Spam Attack on Sunday
Rory Piant, Director of Community at Chainlink Labs, originally announced the news on Telegram. He explained that Chainlink was “successfully able to overcome its first large scale on-chain spam attempt,” adding that the network was able to continue operating normally and within expected parameters. During the incident, an attacker attempted to spam Chainlink with excessive requests. Piant says that the attack lasted for “a few hours” but did not impact the network’s performance.
Chainlink nodes had to pay higher ETH fees (or gas fees) in order to continue operating during the attack.
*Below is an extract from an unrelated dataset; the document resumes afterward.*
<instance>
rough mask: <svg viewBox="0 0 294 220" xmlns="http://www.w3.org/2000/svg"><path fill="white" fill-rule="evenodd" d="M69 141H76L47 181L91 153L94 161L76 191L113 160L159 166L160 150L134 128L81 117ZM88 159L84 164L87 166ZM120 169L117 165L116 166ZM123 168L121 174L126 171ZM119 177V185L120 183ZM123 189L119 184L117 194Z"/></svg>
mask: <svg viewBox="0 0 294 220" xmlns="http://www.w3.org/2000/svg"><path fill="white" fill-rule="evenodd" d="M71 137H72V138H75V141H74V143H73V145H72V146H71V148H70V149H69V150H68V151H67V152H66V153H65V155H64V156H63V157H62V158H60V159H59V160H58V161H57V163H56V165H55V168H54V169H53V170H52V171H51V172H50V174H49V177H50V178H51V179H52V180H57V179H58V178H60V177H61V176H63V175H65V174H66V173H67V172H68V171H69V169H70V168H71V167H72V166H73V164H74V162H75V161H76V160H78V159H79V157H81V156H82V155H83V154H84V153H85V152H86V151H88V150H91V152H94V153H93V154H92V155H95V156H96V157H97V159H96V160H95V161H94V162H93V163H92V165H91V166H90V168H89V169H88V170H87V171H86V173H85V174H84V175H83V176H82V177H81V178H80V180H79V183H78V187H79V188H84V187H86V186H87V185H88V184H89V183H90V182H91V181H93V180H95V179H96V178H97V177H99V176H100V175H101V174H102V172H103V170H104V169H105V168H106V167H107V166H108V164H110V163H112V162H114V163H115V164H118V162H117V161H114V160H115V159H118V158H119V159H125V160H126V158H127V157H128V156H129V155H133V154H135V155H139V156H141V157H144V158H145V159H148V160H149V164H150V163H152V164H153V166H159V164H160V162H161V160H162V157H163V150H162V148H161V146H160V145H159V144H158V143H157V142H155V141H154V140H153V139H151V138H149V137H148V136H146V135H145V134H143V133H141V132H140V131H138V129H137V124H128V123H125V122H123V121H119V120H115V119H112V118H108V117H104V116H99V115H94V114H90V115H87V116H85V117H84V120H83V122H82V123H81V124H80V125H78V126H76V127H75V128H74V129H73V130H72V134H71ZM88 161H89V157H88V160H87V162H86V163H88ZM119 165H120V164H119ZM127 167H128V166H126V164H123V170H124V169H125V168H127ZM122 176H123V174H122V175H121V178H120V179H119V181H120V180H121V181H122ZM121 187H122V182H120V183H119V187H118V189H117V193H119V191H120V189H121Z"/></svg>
According to Piant, node operators were willing to pay those costs to maintain their reputation in the long-term despite higher costs in the short term.
More to the Story?
Though many node operators were willing to pay higher fees to support Chainlink’s continued operation, it seems that the solution to the spam attack is more complex than Piant suggests. Other sources have suggested that Chainlink and node operators whitelisted certain data requests in order to handle the large number of requests. This means that only select, high-profile applications were able to request data during the attack.
Chainlink also reimbursed some node operators who were forced to spend an excessive amount in fees; node operators lost over 700 ETH (~$335,000) in total due to the higher gas fees. Reportedly, Chainlink compensated node operators directly through auto-refill scripts and newly issued grants.